Louis Reynolds, Project Coordinator at ISD, argues that online spaces have become central to how young people explore new ideas, express their identity, and participate in wider society. At the same time, these spaces can also be used by those who seek to undermine social cohesion in the UK and manipulate young people.

Just like in the real world, I have seen first-hand how social media can also be exploited by extremist groups and those who spread hateful worldviews to distribute their narratives and recruit supporters to their cause. Yet to date, efforts to provide effective digital citizenship education to young people in the UK to address this challenge have fallen short.

Much focus has placed on developing new ways to block or remove hate speech and extremist propaganda from social media platforms. Yet these important efforts can never be the whole solution – the volume of content and the complexity of controlling its distribution on the internet means that young people will always be exposed to it in some way, somewhere.

Rather than solely focusing efforts to stop young people coming into contact with these views, we need to give them the critical thinking and media literacy skills to see through them. We also need to give young people the digital citizenship skills to look out for each other online, and to know what to do when confronted with hateful, abusive or illegal content.

Recently the Lords’ select committee on Communications published “Growing up with the internet”, which called for digital literacy to sit alongside reading, writing and mathematics as the fourth pillar of a child’s education. This was recommended in order to ensure “no child should leave school without a well-rounded understanding of the digital world”.

There is far more that needs to be done in the classroom to give young people the skills and knowledge they need to build resilience to hate and extremism, through educational exercises and open discussion, and this is something that ISD is working to address. Yet there are also many other ways to address these issues outside of the classroom, focusing on where these skills are most needed.

We have recently announced the launch of ‘Internet Citizens’, a partnership with Google, UK Youth and Livity to provide digital resilience training to young people, through a roadshow of workshops delivered in youth clubs across the UK. Our aim is to help them see through propaganda and manipulation, act appropriately in the face of hate speech and illegal content, and make a positive contribution to their social media networks.

Our role has been to develop the curriculum, content and format for the workshops, making sure that we focus on the right skills and have a concrete impact.
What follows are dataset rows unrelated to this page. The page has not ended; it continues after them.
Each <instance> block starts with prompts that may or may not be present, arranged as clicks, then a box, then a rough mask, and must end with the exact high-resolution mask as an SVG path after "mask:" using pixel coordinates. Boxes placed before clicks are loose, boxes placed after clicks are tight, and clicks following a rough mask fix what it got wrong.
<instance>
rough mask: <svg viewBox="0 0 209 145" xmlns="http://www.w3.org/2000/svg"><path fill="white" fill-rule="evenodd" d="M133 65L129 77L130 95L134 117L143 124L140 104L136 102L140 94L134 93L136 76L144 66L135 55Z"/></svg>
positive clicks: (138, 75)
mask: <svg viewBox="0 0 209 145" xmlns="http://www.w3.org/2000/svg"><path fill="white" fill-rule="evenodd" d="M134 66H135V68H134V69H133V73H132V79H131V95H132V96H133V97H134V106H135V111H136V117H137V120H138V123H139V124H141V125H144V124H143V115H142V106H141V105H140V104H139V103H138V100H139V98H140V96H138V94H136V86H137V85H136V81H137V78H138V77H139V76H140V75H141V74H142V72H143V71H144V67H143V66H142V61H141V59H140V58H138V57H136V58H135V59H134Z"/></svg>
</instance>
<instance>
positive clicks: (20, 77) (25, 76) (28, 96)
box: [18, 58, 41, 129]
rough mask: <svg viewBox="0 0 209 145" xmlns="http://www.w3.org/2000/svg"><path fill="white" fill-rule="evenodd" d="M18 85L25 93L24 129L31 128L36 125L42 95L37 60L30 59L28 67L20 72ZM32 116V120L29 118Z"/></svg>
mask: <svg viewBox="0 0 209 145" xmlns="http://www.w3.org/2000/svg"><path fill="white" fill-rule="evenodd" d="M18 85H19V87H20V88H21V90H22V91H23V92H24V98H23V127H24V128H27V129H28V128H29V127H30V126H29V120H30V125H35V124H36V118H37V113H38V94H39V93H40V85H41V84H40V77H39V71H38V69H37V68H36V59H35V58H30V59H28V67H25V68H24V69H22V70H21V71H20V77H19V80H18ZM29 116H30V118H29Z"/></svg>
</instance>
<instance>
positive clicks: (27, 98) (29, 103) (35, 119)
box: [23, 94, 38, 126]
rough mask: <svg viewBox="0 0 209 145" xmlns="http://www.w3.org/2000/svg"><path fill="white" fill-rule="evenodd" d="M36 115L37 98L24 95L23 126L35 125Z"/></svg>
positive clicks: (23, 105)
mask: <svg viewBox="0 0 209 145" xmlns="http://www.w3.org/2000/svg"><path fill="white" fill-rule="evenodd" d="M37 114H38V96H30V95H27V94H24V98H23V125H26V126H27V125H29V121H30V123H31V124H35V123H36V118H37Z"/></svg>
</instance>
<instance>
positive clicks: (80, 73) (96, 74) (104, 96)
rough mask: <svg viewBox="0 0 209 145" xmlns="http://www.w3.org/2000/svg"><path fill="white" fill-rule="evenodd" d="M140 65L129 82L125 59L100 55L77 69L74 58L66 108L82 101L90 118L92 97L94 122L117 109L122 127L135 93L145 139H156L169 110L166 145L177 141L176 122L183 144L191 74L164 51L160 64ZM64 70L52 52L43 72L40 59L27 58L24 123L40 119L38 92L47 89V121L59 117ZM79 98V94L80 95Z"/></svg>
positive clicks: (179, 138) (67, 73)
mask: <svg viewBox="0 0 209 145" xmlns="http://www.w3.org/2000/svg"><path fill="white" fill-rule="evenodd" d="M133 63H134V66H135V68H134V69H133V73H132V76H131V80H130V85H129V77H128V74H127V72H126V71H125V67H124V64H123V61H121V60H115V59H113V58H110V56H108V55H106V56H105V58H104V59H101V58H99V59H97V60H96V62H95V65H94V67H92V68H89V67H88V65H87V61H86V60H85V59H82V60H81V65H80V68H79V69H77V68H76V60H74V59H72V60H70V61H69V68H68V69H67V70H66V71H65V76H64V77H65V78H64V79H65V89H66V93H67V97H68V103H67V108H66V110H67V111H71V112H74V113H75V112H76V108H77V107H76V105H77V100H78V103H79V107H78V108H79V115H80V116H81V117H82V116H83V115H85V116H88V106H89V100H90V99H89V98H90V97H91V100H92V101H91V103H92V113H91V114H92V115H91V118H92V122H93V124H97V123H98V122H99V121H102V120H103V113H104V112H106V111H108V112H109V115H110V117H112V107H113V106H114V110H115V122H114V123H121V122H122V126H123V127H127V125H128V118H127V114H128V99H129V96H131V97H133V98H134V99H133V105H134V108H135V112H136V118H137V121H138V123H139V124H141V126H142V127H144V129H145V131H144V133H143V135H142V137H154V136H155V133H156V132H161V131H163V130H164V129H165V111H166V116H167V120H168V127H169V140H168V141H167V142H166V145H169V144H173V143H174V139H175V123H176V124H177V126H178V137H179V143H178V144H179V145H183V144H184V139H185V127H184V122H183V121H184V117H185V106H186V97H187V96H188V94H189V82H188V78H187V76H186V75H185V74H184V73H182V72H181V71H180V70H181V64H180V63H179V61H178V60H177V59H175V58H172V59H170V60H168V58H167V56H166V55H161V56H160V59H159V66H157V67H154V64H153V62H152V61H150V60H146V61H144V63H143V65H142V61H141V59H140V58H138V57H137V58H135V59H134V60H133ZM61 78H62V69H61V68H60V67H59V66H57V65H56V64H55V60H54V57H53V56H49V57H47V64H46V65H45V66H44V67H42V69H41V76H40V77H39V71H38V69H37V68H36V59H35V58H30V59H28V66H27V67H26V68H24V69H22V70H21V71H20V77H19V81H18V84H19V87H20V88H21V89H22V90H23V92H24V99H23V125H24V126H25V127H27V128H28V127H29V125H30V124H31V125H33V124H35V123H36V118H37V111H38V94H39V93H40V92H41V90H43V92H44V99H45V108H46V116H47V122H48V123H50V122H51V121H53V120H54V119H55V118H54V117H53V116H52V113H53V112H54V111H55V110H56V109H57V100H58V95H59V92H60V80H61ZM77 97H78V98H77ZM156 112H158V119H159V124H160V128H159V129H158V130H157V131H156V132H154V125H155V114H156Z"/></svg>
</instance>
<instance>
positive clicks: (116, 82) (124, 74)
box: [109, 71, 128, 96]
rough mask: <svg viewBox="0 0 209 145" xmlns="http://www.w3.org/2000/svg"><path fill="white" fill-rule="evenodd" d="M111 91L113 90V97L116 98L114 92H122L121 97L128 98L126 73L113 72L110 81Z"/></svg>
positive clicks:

We learnt early on in our pilot sessions how hungry young people are to discuss these issues and learn how best to address them.

Our workshops cover issues like fake news and emotional manipulation, black and white rhetoric, echo chambers and how to deal with hate speech online.  We seek not only to inform participants about these issues and why they matter, but motivate and equip them to look after each other online and spread their own positive messages. Ultimately, we want to empower participants with the skills they need to thrive as proactive, powerful citizens in the 21st century.

Young people are digital natives, more at home with digital technology than any previous generation and growing up in a world where social media is the principle venue for social, political and cultural discovery and debate. But it is a terrible mistake to think that this means they do not need guidance, or to be actively taught the skills they need to be critical consumers of information and capable citizens online. This project represents an important step towards addressing this need.

Ultimately, the great questions of our time – how to promote tolerance and undermine hatred, how to build a more cohesive society, how to defeat extremism – will be answered in the minds of young people. The conclusions they come to will be determined online and offline by the content they consume and the arguments that persuade them online. Given this reality, furnishing young people with the skills they need to make the right choices and build a better internet isn’t just important, but urgent.


The views expressed in this blog post are those of the author and do not necessarily reflect the views of the organisation.